JWA: You also just opened a show titled Love is Not the Last Room at Wright State University. This show examines the tension between privilege and marginalization. Could you share a bit about how that plays out visually?
AV: Love is Not the Last Room is a project made in collaboration with my family—my parents, my brothers, and my partner. It explores queer familial relationships, and uses my own gender fluidity as a lens to examine the gendered experiences of my family members.
I think artists are expected to explore our marginalized identities because, in a world that centers whiteness/maleness/cisness/Christianity/etc, we are seen as different. There’s also a genuine desire to bring voices that have been sidelined into the conversation, but when we are invited in there’s this expectation that our work will be about our marginalized identities.
I am exploring being queer and gender fluid and Jewish, but all of that exploration is happening in this quiet, large, safe space. I can’t separate out wealth and whiteness and being able-bodied from being queer and gender fluid and Jewish. It’s all there together in the image.
On top of that, I am examining everyone else’s gender as deeply as I am examining mine. So, you’ll have a portrait of my father who is a cisgender man and a WASP and he’s just taking up space in such a different way than I am, and even such a different way than my Jewish brothers are even though they share almost all of the same identities.
JWA: I really love the parallel images of you and your brother, Douglas, dressed the same and holding the same pose. Knowing your work, this really encapsulates how you use familial connections to explore gender. How has creating art with your family helped you understand your own gender?

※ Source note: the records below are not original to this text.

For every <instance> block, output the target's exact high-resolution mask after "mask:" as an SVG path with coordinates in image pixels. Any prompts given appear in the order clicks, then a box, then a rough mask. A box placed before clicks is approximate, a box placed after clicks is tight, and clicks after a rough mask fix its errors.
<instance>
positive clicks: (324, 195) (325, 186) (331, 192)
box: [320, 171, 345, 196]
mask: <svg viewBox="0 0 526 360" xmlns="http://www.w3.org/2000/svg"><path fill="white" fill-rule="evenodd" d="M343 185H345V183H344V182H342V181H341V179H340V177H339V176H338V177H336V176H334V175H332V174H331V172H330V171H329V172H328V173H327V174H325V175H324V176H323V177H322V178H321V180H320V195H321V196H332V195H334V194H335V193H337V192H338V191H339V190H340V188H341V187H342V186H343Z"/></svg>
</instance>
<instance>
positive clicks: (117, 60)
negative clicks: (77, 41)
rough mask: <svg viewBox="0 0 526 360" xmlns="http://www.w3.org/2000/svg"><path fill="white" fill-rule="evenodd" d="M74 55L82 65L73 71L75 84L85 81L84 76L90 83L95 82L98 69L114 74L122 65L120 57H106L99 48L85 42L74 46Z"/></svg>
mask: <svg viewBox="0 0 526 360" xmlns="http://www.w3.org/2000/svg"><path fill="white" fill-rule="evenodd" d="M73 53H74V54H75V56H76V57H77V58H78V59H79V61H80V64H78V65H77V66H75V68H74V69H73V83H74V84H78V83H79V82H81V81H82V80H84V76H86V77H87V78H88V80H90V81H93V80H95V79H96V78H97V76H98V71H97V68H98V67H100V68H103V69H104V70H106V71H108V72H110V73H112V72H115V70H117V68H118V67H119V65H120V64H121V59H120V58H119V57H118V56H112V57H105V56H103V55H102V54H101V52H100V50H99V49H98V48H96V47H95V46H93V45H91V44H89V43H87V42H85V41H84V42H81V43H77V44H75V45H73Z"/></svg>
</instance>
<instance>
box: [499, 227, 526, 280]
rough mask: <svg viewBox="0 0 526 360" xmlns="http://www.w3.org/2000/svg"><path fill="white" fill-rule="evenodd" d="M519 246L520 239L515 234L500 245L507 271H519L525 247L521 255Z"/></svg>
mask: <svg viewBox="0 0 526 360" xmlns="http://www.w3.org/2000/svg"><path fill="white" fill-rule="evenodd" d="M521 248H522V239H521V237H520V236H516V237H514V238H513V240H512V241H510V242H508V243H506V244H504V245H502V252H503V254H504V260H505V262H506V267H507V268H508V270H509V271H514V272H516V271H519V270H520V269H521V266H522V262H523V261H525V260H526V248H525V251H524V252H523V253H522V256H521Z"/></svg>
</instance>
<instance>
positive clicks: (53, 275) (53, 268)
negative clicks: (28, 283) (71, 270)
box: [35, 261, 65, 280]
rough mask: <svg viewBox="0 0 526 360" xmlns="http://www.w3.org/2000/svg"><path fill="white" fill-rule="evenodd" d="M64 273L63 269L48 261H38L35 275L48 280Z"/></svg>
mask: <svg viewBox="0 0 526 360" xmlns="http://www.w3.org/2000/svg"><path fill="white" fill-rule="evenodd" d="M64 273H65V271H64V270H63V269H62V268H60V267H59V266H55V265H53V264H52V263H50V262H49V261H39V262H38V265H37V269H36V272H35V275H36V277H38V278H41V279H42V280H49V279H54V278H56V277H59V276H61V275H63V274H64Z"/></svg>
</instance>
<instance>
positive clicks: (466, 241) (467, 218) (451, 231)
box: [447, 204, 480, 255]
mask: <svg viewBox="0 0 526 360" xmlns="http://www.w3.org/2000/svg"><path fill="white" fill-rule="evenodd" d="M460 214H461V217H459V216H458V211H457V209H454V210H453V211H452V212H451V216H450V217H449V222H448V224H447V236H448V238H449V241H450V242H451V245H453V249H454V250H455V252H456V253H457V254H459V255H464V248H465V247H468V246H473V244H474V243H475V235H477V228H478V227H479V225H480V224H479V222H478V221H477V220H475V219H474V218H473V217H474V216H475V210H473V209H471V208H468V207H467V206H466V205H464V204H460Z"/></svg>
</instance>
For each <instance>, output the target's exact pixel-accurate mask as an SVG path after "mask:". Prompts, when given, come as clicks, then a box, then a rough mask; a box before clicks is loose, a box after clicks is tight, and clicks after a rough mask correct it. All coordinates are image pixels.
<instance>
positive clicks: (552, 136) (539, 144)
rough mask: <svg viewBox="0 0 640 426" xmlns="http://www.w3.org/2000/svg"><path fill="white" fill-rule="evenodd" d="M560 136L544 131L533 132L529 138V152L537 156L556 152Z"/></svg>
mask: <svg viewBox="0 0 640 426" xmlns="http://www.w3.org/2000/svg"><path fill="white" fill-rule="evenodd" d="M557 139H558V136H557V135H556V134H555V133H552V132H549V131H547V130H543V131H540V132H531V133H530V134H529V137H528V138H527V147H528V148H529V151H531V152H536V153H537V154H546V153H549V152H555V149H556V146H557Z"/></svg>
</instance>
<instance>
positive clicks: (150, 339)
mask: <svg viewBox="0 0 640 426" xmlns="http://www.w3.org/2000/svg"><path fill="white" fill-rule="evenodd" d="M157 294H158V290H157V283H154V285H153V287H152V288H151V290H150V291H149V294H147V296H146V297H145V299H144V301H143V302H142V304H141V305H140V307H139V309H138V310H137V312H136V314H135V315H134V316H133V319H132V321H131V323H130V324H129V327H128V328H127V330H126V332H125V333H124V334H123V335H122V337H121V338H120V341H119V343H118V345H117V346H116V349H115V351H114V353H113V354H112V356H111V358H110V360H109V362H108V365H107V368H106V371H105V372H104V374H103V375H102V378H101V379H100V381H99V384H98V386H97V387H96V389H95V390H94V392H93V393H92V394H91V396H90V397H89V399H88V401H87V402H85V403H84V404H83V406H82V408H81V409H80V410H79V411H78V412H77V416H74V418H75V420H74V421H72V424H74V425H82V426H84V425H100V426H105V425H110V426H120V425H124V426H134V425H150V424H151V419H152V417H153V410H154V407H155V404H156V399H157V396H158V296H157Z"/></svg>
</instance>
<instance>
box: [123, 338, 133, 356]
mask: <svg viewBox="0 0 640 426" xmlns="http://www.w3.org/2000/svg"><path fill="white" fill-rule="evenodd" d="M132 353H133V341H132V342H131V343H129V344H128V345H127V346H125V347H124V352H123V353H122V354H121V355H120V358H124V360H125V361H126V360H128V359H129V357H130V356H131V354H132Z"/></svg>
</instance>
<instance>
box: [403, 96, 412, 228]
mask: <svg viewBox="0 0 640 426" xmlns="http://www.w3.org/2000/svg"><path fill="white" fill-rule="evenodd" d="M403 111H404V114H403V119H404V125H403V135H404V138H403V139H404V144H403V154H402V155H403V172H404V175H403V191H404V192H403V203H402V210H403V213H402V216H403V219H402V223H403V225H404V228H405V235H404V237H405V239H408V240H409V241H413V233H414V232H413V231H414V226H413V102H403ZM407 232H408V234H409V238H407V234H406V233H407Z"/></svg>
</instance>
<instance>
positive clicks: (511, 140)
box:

AV: Photography has always been a tool I’ve used to see myself clearly. Even though it feels counterintuitive, I make self portraits on days that I am feeling dysphoric. Photography allows you to bend physical truth into new visual realities. I am more fluid in photographs than I may ever be in person. I do this, sometimes, through using my brother Douglas as a stand-in for me. We’re the same height and have nearly the same face, but he is a cisgender man. By using Douglas to represent myself, I get to exist in two bodies at once within the work, which actually feels truer to how I see myself.
My gender is so internal and constantly changing and can feel almost impossible to explain. But by bringing in my family as collaborators on this project that focuses on gender and gendered experiences, I’ve had to find ways to put words to what feels wordless. I’ve had to find ways to invite them in and explain the work so that they can exist fully in it as well.
JWA: What has been inspiring you recently?
AV: I am having a moment with clowns. About two years ago, I started meeting queer Jewish clowns in random places and didn’t think much of it. Then, clowns just kept popping up in my research and life and now I am just leaning into it. I love the absurdity, the repetition, the responsiveness, the unhingedness. I sometimes struggle with my work being too exact and tight and stiff. I am both starting to work with clowns in my photos and also trying to approach photography like an act of clowning. I don’t want to be so serious! I want to play more again!